| name | Pitch Deck Creator |
| slug | pitch-deck-creator |
| description | Create compelling investor pitch decks that tell your story and secure funding |
| category | business |
| complexity | complex |
| version | 1.0.0 |
| author | ID8Labs |
| triggers | pitch deck, investor pitch, fundraising deck, investor presentation, create pitch |
| tags | fundraising, investors, pitch-deck, presentations, business-operations |
Pitch Deck Creator
Expert pitch deck creation system that helps you craft compelling investor presentations that tell your story, demonstrate traction, and secure funding. This skill provides proven frameworks for pitch deck structure, slide design, and storytelling based on successful fundraises from top accelerators and venture capital firms.
Your pitch deck is often your first impression with investors. This skill helps you distill your business into a clear, compelling narrative that captures attention, builds credibility, and drives investment decisions. Whether you're raising a seed round or Series A, this provides the structure and best practices used by successful founders.
Built on pitch deck frameworks from Y Combinator, Sequoia Capital, and analysis of hundreds of successful fundraises, this skill combines storytelling, visual design, and financial rigor to create decks that convert meetings into term sheets.
Core Workflows
Workflow 1: Standard Pitch Deck Structure
The proven 10-15 slide framework (10-20 minute presentation)
Slide 1: Title/Cover
- Company name and tagline
- Your name and title
- Contact information
- Logo (clean, professional)
- Optional: Traction headline ("$2M ARR, Growing 20% MoM")
Slide 2: Problem
- What painful problem are you solving?
- Who experiences this problem?
- Current broken solutions (status quo)
- Quantify the pain (time wasted, money lost, inefficiency)
- Make it relatable—tell a story
Slide 3: Solution
- How does your product solve the problem?
- Key features and benefits
- "Aha moment" that makes solution obvious
- Demo screenshot or product visual
- Why is this better than alternatives?
Slide 4: Product/Demo
- Show the product (screenshot, video, prototype)
- Walk through key user flow
- Highlight differentiation visually
- Keep it simple—don't get lost in features
- Focus on value delivered, not complexity
Slide 5: Market Opportunity
- TAM/SAM/SOM (market size)
- Market growth rate and trends
- Why now? (timing, technology shifts, regulation)

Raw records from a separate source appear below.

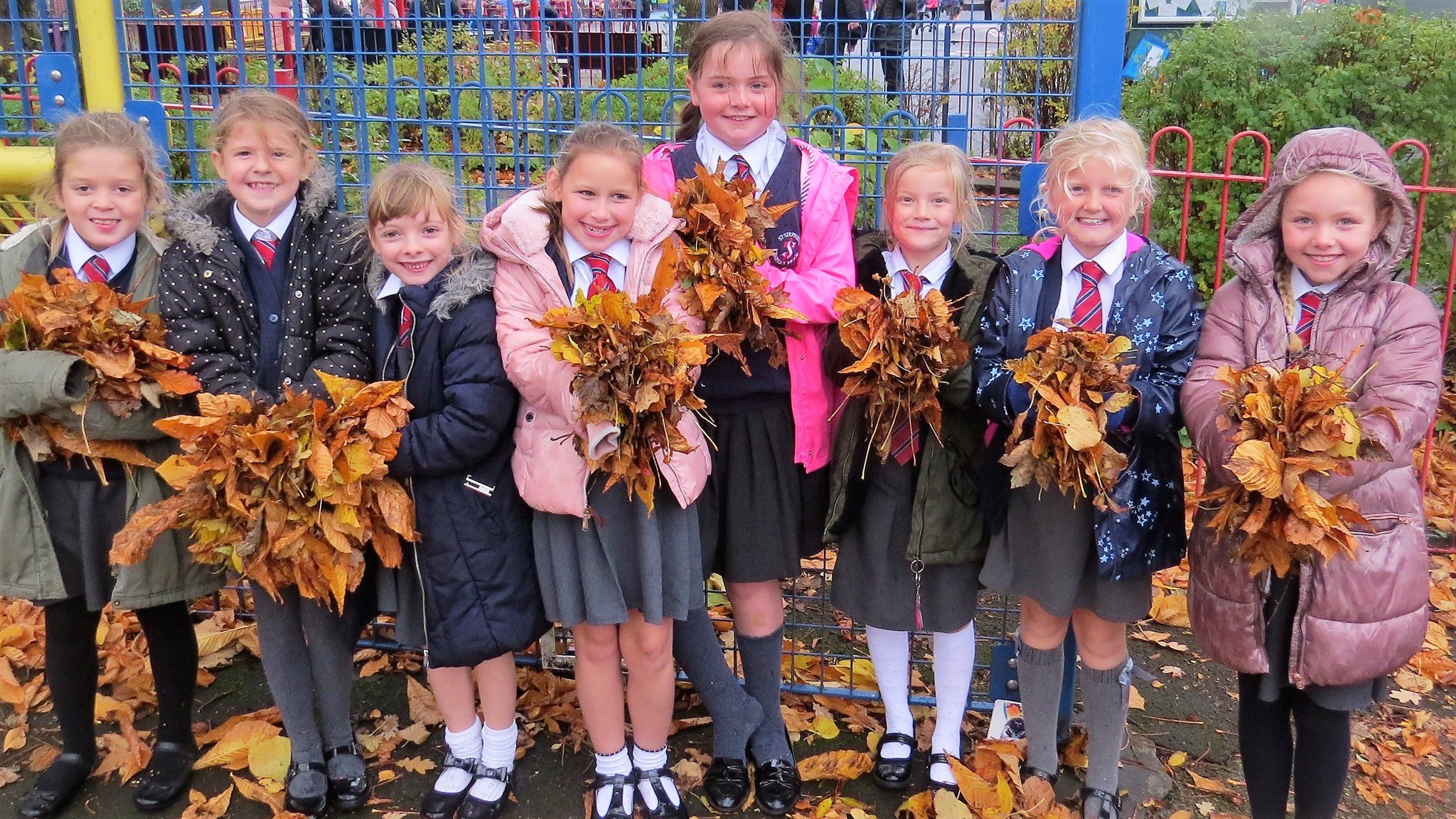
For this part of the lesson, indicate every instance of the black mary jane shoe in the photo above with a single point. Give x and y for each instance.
(1028, 771)
(776, 786)
(1108, 805)
(727, 784)
(893, 774)
(473, 808)
(166, 776)
(664, 806)
(944, 759)
(347, 793)
(440, 805)
(57, 787)
(621, 784)
(312, 806)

- Bottoms-up market validation
- Chart showing market size and your wedge
Slide 6: Business Model
- How do you make money?
- Pricing model (per user, per transaction, subscription)
- Unit economics (CAC, LTV, payback period)
- Revenue streams (if multiple)
- Path to profitability
Slide 7: Traction
- The most important slide
- Revenue growth chart (hockey stick)
- User growth, engagement metrics
- Key milestones achieved
- Customer logos (if impressive)
- Testimonials or case studies
- Pipeline or LOIs (if pre-revenue)
Slide 8: Competition
- Competitive landscape
- 2x2 matrix or comparison table
- Your unique positioning
- Defensibility and moats
- Why you'll win
Slide 9: Go-to-Market Strategy
- Customer acquisition channels
- Sales process and cycle
- Marketing strategy
- Partnerships and distribution
- Customer acquisition costs
- Growth playbook
Slide 10: Team
- Founders and key team members
- Headshots, names, titles
- Relevant backgrounds and accomplishments
- "Why us?" narrative
- Advisors and board members (if notable)
- Key hires planned
Slide 11: Financials
- 3-5 year projections (revenue, key metrics)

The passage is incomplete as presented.